外国人向け「似顔絵シート」開発 万博で訪日客増、大阪府警

大阪府警が開発した、外国人向けの似顔絵チェックシート

 大阪・関西万博の開幕に伴い訪日客の増加が見込まれる中、大阪府警は、犯罪被害に遭った外国人から容疑者の特徴を4カ国語で聞き出し、捜査用似顔絵の作成に活用するチェックシートを開発した。言語の壁を乗り越え、事件の早期解決につなげる狙い。

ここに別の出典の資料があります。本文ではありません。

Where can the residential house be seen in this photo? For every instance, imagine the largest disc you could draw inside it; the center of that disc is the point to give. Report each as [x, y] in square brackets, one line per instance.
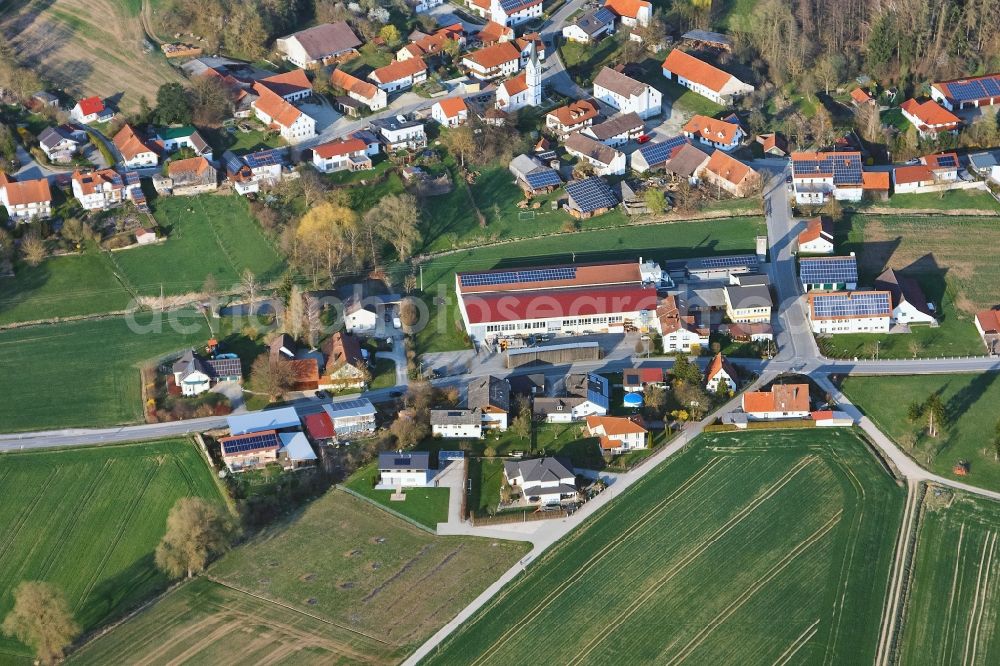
[450, 112]
[729, 174]
[720, 372]
[705, 79]
[617, 130]
[456, 423]
[171, 139]
[617, 435]
[542, 481]
[591, 26]
[400, 74]
[832, 313]
[829, 273]
[25, 200]
[490, 397]
[404, 469]
[341, 155]
[195, 375]
[817, 237]
[194, 175]
[631, 12]
[606, 160]
[715, 133]
[293, 125]
[346, 366]
[317, 46]
[988, 325]
[626, 94]
[783, 401]
[930, 118]
[61, 144]
[498, 61]
[398, 133]
[91, 110]
[573, 117]
[136, 152]
[909, 305]
[366, 93]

 シートは英語、中国語、韓国語、ベトナム語に対応。身長や体格、顎や鼻の形などを尋ねる設問があり、複数の選択肢の中から容疑者に似た形を選ぶ。「強そう」「優しい」といった雰囲気に関する問いもあり、イラストを添えて誰でも理解しやすいよう工夫した。

 回答を基に捜査員が似顔絵を描き進め、細かい特徴を聞き取りながら微調整して仕上げる。似顔絵は捜査員の間で共有され、周辺での聞き込み捜査などに使われる。

 似顔絵作成のため、外国人から顔の特徴などを聞き出す場合、言葉が理解できずに断念するケースもあった。万博には約160の国、地域が参加表明していることなどを踏まえ、府警が昨年10月から約4カ月かけて開発したという。